In principle, the Swampland includes the work of all the other communities on this list, since a theory of quantum gravity ought to be consistent with other principles as well. In practice, people who use the term focus on consequences of gravity in particular. The earliest such ideas argued from thought experiments with black holes, finding results that seemed to demand that gravity be the weakest force for at least one type of particle. Later researchers would more frequently use string theory as an example, looking at what kinds of constructions people had been able to make in the Landscape to guess what might lie outside of it. They’ve used this to argue that dark energy might be temporary, and to try to figure out what traits new particles might have.

Second, I should mention naturalness. When talking about naturalness, people often use the analogy of a pen balanced on its tip. While possible in principle, it must have been set up almost perfectly, since any small imbalance would cause it to topple, and that perfection demands an explanation. Similarly, in particle physics, things like the mass of the Higgs boson and the strength of dark energy seem to be carefully balanced, so that a small change in how they were set up would lead to a much heavier Higgs boson or much stronger dark energy. The need for an explanation for the Higgs’ careful balance is why many physicists expected the Large Hadron Collider to discover additional new particles.

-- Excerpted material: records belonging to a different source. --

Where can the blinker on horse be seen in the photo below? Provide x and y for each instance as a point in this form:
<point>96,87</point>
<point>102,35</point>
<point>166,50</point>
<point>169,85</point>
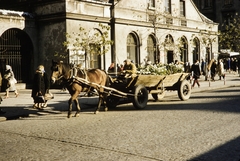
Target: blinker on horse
<point>76,81</point>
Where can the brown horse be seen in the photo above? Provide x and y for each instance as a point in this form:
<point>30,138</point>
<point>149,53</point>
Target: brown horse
<point>77,80</point>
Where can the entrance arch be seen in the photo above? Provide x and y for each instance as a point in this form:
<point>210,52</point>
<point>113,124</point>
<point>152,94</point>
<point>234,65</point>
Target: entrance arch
<point>184,49</point>
<point>16,49</point>
<point>133,48</point>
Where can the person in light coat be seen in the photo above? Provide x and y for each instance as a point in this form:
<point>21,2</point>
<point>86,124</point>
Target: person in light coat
<point>220,69</point>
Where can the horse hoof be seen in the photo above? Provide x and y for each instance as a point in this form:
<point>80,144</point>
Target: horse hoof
<point>77,115</point>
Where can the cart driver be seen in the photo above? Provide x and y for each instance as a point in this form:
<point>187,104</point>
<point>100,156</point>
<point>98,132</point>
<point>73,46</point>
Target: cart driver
<point>129,68</point>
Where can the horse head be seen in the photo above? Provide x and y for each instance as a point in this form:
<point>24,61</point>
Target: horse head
<point>59,71</point>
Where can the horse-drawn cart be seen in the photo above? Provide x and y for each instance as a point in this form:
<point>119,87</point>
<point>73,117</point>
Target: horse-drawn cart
<point>136,89</point>
<point>122,90</point>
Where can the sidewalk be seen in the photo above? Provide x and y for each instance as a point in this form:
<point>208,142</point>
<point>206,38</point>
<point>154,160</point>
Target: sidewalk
<point>22,105</point>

As I’ve argued before, this kind of argument rests on assumptions about the fundamental laws of physics. It assumes that the fundamental laws explain the mass of the Higgs, not merely by giving it an arbitrary number but by showing how that number comes from a non-arbitrary physical process. It also assumes that we understand well how physical processes like that work, and what kinds of numbers they can give. That’s why I think of naturalness as a type of argument, much like the Swampland, that uses the smallest scales to constrain larger ones.

Third is a host of constraints that usually go together: causality, unitarity, and positivity. Causality comes from cause and effect in a relativistic universe. Because two distant events can appear to happen in different orders depending on how fast you’re going, any way to send signals faster than light is also a way to send signals back in time, causing all of the paradoxes familiar from science fiction. Unitarity comes from quantum mechanics. If quantum calculations are supposed to give the probability of things happening, those probabilities should make sense as probabilities: for example, they should never go above one.

You might guess that almost any theory would satisfy these constraints. But if you extend a theory to the smallest scales, some theories that otherwise seem sensible end up failing this test. Actually linking things up takes other conjectures about the mathematical form theories can have, conjectures that seem more solid than the ones underlying Swampland and naturalness constraints but that still can’t be conclusively proven. If you trust the conjectures, you can derive restrictions, often called positivity constraints when they demand that some set of observations is positive. There has been a renaissance in this kind of research over the last few years, including arguments that certain speculative theories of gravity can’t actually work.